Similarly, sophomore Carly Warms is excited about going back to campus. She said, “I believe that by going to school, I am giving myself the best learning opportunity. I hope that being in the school environment will allow me to be more productive because I will be surrounded by my peers. I also hope that classes will be more engaging because I won’t have to just stare at my computer screen all day.”
The students who are staying remote chose to do so for a variety of reasons. Senior Truman Connelly said, “I’m not going back for a while because my mom is immunocompromised and [going back to school] is not a risk I’m willing to take, as much as I’d like to be back to normal life.”
Senior Brendan Myers is also staying home, but for different reasons. “To me, it’s not worth going back to school for two to three hours,” he said. “The whole system doesn’t make that much sense. Why would anyone want to get up early just to go to school with even more rules than usual?”
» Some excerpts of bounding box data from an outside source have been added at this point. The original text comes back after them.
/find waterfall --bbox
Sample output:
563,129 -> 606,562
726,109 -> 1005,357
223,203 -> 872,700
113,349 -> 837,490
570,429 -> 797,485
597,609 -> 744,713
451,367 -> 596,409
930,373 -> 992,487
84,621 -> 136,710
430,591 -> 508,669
For students like Brendan, the hassles and risks associated with in-person learning far outweigh the pro of being in a classroom once again. “At Latin, you are required to wear a mask, have to do weekly saliva tests, cannot leave the building or your assigned room, and, not to mention, every moment I am there I would be concerned about getting sick from someone who decides to break the rules.”
Still, for some students, the experience of simply being in school is one they can’t let slip by.
“It’s the passing periods that you do in your room when you used to be running from the fifth floor to the science center passing familiar and new freshmen faces,” said Vivie. “It’s the gatherings that brought the school together for a brief moment of the day that are now large Zooms where everyone is muted and have their cameras off. Even though we may not get these experiences back for a little while, I find comfort and excitement knowing that I will at least be able to walk through the doors of the building and be greeted by Sami, and sit in a desk other than the one in my room.”